Faire découvrir et lire les écrivains congolais de la postindépendance (05/02/2016)

 

Tel est le projet de l’ouvrage de Lete Apey Esobe, une série d’entretiens consacrés à quatorze écrivains de la République Démocratique du Congo. Paru aux éditions Odem, en 2011, l’ouvrage, riche en références, offre un survol, en 180 pages, non seulement de la littérature congolaise, mais aussi de celle africaine, voire mondiale.

LA visée pédagogique du livre est claire : faire découvrir et amener à lire les écrivains congolais (RDC) réunis, à travers des entretiens juxtaposés. Ces quatorze écrivains marquants des années postindépendance africaine, mais pas toujours tous bien connus du grand public, ont en commun un trait : ils sont tous des écrivains engagés. Ils ont pour noms, par ordre d’apparition : Pius Ngandu Nkashama, Zamenga Batukezanga, Kama Sywor Kamanda, Charles Djungu Simba, Pie Tshibanda, José Tshisungu wa Tshisungu, Julien Kilanga Musinde, Antoine Tshitungu Kongolo, Bienvenu Sene Mongaba, Joseph Epoka Mwantuali, Mutshipayi K. Cibalabala, Marcel K. Mangwanda, Norbert Mbu-Mputu et Nlandu Mamingi.

Leur engagement est multiforme cependant, car il ne s’exerce pas dans un secteur d’activités unique. Comment en aurait-il été autrement, dans la mesure où, à la base, ces écrivains ont des formations différentes : médecin, enseignant, chercheur, psychologue, linguiste, chimiste, journaliste, historien, etc.

L’autre point qui fait d’eux des membres d’une même famille : l’écriture, naturellement. Aucun d’eux n’est spécialiste d’un genre unique. Ils s’intéressent aussi bien au roman, au théâtre, à la poésie qu’à la nouvelle, au conte, à l’essai. A des degrés divers, bien sûr. On privilégie au besoin les genres dans lesquels on manifeste plus de savoir-faire. Et c’est le cas ici.

L’auteur de ce recueil d’interviews, Lete Apey Esobe, enseignant-chercheur et originaire lui-même de la RDC, justifie sa démarche : « Notre souci majeur (…) était de mettre à la disposition du lecteur, un outil susceptible de l’aider à compléter les données de ses recherches sur les écrivains congolais de l’après-indépendance que nous avons gentiment abordés et qui, avec un cœur plein de joie et enthousiasme, ont accepté volontiers de répondre à notre questionnaire. »
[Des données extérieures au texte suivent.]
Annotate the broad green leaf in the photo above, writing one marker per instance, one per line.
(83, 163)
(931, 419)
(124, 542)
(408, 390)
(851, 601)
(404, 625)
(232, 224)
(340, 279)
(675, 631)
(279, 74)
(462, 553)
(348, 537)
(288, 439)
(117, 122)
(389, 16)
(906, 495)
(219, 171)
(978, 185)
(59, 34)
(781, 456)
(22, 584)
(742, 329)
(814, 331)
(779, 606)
Lete Apey Esobe travaille donc à faire connaître ces grands noms de la littérature congolaise. Et il y réussit, mais pas avec le même succès partout. Là est l’une des faiblesses de son entreprise. Sa sensibilité affleure trop souvent, quand il interviewe certains de ces auteurs. A lui seul, Pius Ngandu Nkashama, par exemple, occupe un peu plus du quart du livre, dans un entretien fleuve qui ne nous édifie pas toujours. A l’opposé, c’est en quatre pages à peine que Marcel K. Mangwanda est « présenté ».

Chacun verra quoi retenir de cette somme d’informations que nous propose l’auteur. Entre le regard souvent original, voire franchement décalé, que ces écrivains portent sur nombre de sujets (politique, économie, relations Nord-Sud, édition, livre, culture, écriture, systèmes scolaires, université, recherche, rapport à l’Autre, etc.), leurs ouvrages, leurs métadiscours sur les ouvrages des écrivains des autres contrées, le choix est vaste.

Et des solutions à certains problèmes rencontrés par des Africains entrepreneurs culturels ne manquent pas. Un exemple. Lete Apey Esobe : « Quelles sont les stratégies que vous pouvez mettre en place pour promouvoir la littérature congolaise dans l’avenir ? » Kama Sywor Kamanda : « Réaliser des documentaires, des portraits, des anthologies sur les écrivains, des ouvrages de référence : livres critiques, historiques, biographiques. Promouvoir la littérature grâce aux festivals, salons du livre, rencontres littéraires, maisons des écrivains, maisons d’édition…»

Un peu comme ce que lui-même, Lete Apey Esobe, a fait, en somme. Initiative à saluer.